The six new unicorns include three digital banks—Brazil’s Nubank ($2 billion) and the United Kingdom’s Revolut ($1.7 billion) and Atom Bank ($1.25 billion)—as well as peer-to-peer payments company Circle Internet Financial ($3 billion), China’s mobile brokerage Tiger Brokers ($1 billion), and Policybazaar ($1 billion), an India-based mobile insurance market.

All told, CB Insights estimates more than 300 startups worldwide are now on the unicorn list. Some 52 had been added last year by August, according to the latest detailed list CB Insights has compiled. Other payments-related firms on the list include Affirm ($2 billion), AvidXchange ($1.4 billion), Coinbase ($1.6 billion). Funding Circle ($1 billion), Gusto ($ billion), Kabbage ($1 billion), Klarna ($2.5 billion), One97 Communications ($5.7 billion), and Stripe ($9.2 billion). Gusto offers a cloud-based payroll service. One97 is the operator of India’s Paytm mobile-payments service.

But winning a lofty valuation from investors doesn’t protect a company from committing blunders. Robinhood Markets Inc., a Menlo Park, Calif.-based financial-services startup that joined the list in 2017 and now boasts a $5.6 billion valuation, last month ditched a checking/savings account it had announced only in November that included no fees, a 3% interest rate, and a Mastercard debit card.

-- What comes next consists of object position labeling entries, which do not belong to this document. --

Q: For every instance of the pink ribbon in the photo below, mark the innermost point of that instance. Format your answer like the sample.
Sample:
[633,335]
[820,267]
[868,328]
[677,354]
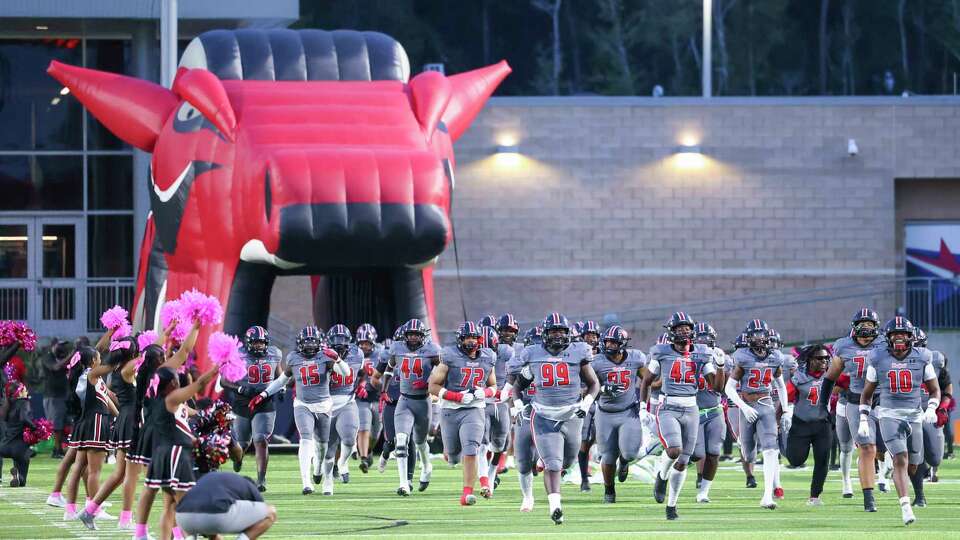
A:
[73,360]
[123,344]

And in 2016, a U.K.-based e-commerce provider and point-of-sale terminal maker called Powa Technologies Ltd. failed after a meteoric rise that saw it achieve a $2.7 billion valuation.

Check Also

Most Merchants—78%—Experience Fewer Chargebacks Under New Visa Rules, Says One Survey

Almost a year after Visa Inc. altered the chargeback-resolution process, merchants are reaping some of …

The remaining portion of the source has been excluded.